Bali – Menandai perayaan usia ke-77 tahun, Serikat Perusahaan Pers (SPS) sebagai organisasi yang mewakili perusahaan pers di Indonesia, mengadakan Dialog Nasional dengan tema “Transformasi Industri Media untuk Bangkit Bersama” di Hotel Harris Denpasar Bali, Kamis (10/08/2023).
Dialog dibuka oleh Ketua Umum SPS sekaligus Komisaris Utama Pikiran Rakyat, Januar P. Ruswita dan hadir sebagai keynote speech Menteri Komunikasi dan Informatika Budi Arie Setiadi, Sekretaris Daerah Pemerintah Provinsi, Bali Dewa Made Indra, dan Ketua Dewan Pers, Ninik Rahayu. Sementara sebagai panelis sesi dialog yakni CEO PT Tempo Inti Media Tbk. Arif Zulkifli Zulkifli, GM Digital & Budiness Development Telkomsel Vicky Fathurahman, Wakil Ketua Umum Ekonomi Digital & Energi Terbarukan KADIN Bali Agung Wirapramana, dan dimoderatori Dahlan Dahi yang kini menjabat CEO Tribun News Network. Acara turut dihadiri jajaran pengurus SPS dari seluruh Indonesia.
“Perusahaan media harus beradaptasi dengan lingkungan bisnis yang bergerak cepat dan memperkuat posisinya. Kolaborasi dan transformasi menjadi jawaban untuk mengatasi tantangan ini, dengan melibatkan berbagai pemangku kepentingan untuk mendorong kemajuan ekonomi Indonesia. SPS juga tidak melupakan esensi keberadaan pers sebagai pilar demokrasi dan memiliki misi untuk menegakkan demokrasi serta memberikan panduan bagi publik dalam berbagai isu,” ujar Januar P.Ruswita, Ketua Umum SPS.
Januar melanjutkan, ulang tahun ke-77 SPS menjadi momentum untuk berkolaborasi dengan para pemangku kepentingan, berbagi pengalaman, dan membangun masa depan industri media yang sejahtera di tingkat daerah maupun nasional.
“Perusahaan harus beradaptasi, berkolaborasi, dan bertransformasi dalam industri media untuk menghadapi tantangan yang dihadapi. Melalui kerja sama antar pemangku kepentingan, SPS berharap dapat memainkan peran yang penting dalam perkembangan ekosistem pers nasional dan pembangunan peradaban bangsa,” imbuh Januar.

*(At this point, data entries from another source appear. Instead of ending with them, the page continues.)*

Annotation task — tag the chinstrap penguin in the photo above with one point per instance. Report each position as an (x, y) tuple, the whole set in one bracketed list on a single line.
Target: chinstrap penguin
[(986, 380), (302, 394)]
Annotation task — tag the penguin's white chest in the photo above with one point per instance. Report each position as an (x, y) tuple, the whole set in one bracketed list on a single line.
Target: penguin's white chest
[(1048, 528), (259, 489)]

Pada sambutannya, Ketua Dewan Pers Ninik Rahayu menyampaikan ada lima tren media siber di Indonesia yakni kecepatan, artikelnya tidak utuh, condong pada sensasi, beritanya Jakarta sentris, dan kerap memutarbalikkan fakta. Guna mengatasi masalah ini ada peran perusahaan pers, peran negara, dan peran masyarakat.
“Perusahaan pers harus berkomitmen meningkatkan kapasitas seluruh jajaran di redaksi yang mengacu pada kode etik wartawan. Kemudian peran negara dalam bentuk regulasi untuk memberi dukungan kelembagaan pers. Lalu peran masyarakat yang diberi hak mengkritik, memberi masukan, dan diizinkan memantau. Terakhir peran swasta juga diperlukan melalui program CSR,” papar Ninik.

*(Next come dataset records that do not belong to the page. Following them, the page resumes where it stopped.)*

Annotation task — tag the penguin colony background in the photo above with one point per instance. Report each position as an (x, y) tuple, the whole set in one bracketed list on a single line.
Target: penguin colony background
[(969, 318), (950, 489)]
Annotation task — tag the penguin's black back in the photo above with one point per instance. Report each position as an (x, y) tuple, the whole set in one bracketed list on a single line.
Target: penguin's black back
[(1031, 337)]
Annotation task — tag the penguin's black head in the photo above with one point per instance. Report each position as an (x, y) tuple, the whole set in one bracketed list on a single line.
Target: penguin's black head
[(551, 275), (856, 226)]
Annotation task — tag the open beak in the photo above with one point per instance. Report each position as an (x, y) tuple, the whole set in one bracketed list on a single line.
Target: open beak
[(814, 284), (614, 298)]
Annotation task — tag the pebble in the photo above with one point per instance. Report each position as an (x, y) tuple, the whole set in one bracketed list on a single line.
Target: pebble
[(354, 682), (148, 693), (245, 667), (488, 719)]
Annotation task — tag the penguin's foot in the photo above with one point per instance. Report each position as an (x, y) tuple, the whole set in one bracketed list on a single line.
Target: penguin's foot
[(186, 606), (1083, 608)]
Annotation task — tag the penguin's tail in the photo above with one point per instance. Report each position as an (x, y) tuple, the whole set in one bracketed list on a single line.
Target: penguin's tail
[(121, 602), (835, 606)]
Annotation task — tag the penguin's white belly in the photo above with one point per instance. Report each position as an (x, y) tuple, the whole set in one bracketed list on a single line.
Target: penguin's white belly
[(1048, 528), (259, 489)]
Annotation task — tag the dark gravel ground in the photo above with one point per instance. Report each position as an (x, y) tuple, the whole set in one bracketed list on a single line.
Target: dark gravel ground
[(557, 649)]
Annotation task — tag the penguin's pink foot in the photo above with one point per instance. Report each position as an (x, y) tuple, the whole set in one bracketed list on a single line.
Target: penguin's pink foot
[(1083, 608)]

Guna meneguhkan pers dalam transformasi digital, Ninik menyebut ada empat hal yang harus diperhatikan. “Yang pertama harus kerja kolaboratif guna menciptakan ekosistem pers yang berkualitas dan bermartabat. Yang kedua adalah berinvestasi pada teknologi dan SDM. Kemudian mengembangkan inovasi bisnis dan diversifikasi sumber revenue. Terakhir adalah konsisten menghasilkan karya jurnalistik berkualitas termasuk dalam menangkal disinformasi, misinformasi, dan malinformasi.”
Sementara Dewa Made Indra menambahkan, semua organisasi pasti menghadapi tantangan, termasuk era sekarang yakni transformasi digital. “Saat ini kita sedang dikuasai oleh fenomena kecepatan. Semua harus serba cepat. Termasuk informasi. Sehingga sekarang ada pertarungan realitas virtual dan realitas aktual. Padahal ruang virtual belum tentu akurat. Fenomena ini mengakibatkan pergeseran tatanan kehidupan, termasuk tatanan bisnis dan pers. Itulah tantangan yang kita hadapi,” paparnya.

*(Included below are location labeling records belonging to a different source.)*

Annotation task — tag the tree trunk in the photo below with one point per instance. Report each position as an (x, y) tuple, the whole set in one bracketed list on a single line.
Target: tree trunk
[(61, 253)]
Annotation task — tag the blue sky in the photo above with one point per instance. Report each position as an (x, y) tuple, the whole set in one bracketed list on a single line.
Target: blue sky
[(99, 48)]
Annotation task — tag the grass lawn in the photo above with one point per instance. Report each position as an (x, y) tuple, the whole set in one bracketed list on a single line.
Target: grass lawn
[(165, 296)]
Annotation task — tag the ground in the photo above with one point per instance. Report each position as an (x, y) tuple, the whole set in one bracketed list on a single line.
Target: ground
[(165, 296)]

Pemerintah Provinsi Bali, menurut Made Indra, menaruh perhatian dan kepercayaan yang besar ke media arus utama karena itu adalah sumber rujukan utama. Pemprov juga mengikuti dinamika yang ada pada media online dengan karakter berbeda. “Pemerintah Bali berkolaborasi dengan dua platform media tersebut. Bagi kami, keduanya diperlukan. Tetapi untuk mensosialisasikan program pemerintah secara utuh kepada masyarakat maka media arus utama masih menjadi prioritas kami. Bagaimana menjaga media tetap berkualitas di tengah gempuran informasi di media sosial, itu adalah tugas kita bersama.”
Sementara Menteri Komunikasi dan Informatika, Budi Arie Setiadi dalam paparannya secara daring menyampaikan, berdasarkan survei indeks literasi digital tahun 2023, media mainstream atau media konvensional, khususnya media TV, mengungguli media sosial dan berita online. Di tengah gempuran disrupsi digital, masih eksisnya media konvensional ditopang keyakinan masyarakat bahwa media konvensional memiliki kualitas tertinggi dalam pengolahan, meja redaksi, dan penyampaian informasi. Hal ini membuat media konvensional menjadi sumber informasi tepercaya yang bisa memiliki kemampuan memfilter berita palsu atau hoaks.
Budi Arie menyebut pemerintah tidak menutup mata kalua diperlukan regulasi yang mampu memitigasi disrupsi yang terjadi di industri media. “Sejak tahun lalu bersama-sama kita berupaya menuntaskan penyusunan regulasi Publisher Rights (Hak Penerbit), untuk mewujudkan keseimbangan hubungan antara platform digital dan perusahaan media. Regulasi ini bertujuan untuk menciptakan fair playing field dan mewujudkan ekosistem media yang lebih sehat guna mendukung jurnalisme berkualitas dan menghormati kebebasan pers,” papar Budi Arie.
Publisher Rights diusulkan menjadi Peraturan Presiden (Perpres) yang menempatkan prinsip mutualisme dan menjadi landasan hukum kerjasama perusahaan platform digital dengan perusahaan pers untuk mendukung jurnalisme yang berkualitas. Budi Arie mengaku harmonisasi rancangan Perpres sudah dilewati sejak Juli lalu. Saat ini Kemkominfo telah mengajukan permohonan pertimbangan penetapannya kepada Presiden RI.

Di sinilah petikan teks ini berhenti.